Historical eras are accumulating in ways that do not allow for one model to fully impose itself on the others. Instead, as Asian institutions and norms take their place alongside those of the West, they synthesize into a fusion that itself becomes the global norm. Some aspects of global Westernization will remain central to global life, especially the English language, capitalism, and the pursuit of scientific excellence and technological disruption. But over time, others will fade, such as the appeal of American-style democracy and unsustainable consumerism. The question is not which order will prevail, but rather in which ways is Asia shaping a new global order that encompasses all of us?

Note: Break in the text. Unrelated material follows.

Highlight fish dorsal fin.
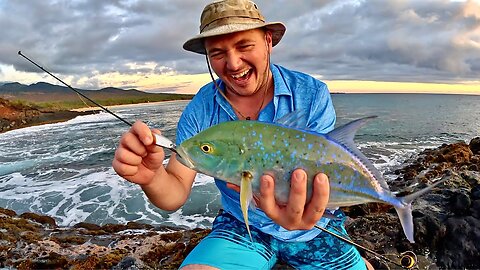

We are only in the early phases of Asia penetrating all other civilizations as the West did over the course of centuries. Much as one could not have foreseen the impact of European commercial exploration in Asia or across the Atlantic nor the United States’ entry into the First World War, the outcome of this process is uncertain. As with previous centuries of Europeanization and Americanization, Asianization is a double-edged sword. You may or may not like some (or many) aspects of global Asianization – the same has certainly been true for the billions of people worldwide on the receiving end of Americanization. Nonetheless, it is widely observed that the United States managed to remake the world in its image. Asia is now doing the same. Everyone can articulate how “American” or “European” he or she is. Now we are learning to grasp how “Asian” we are as well. How Asian are you?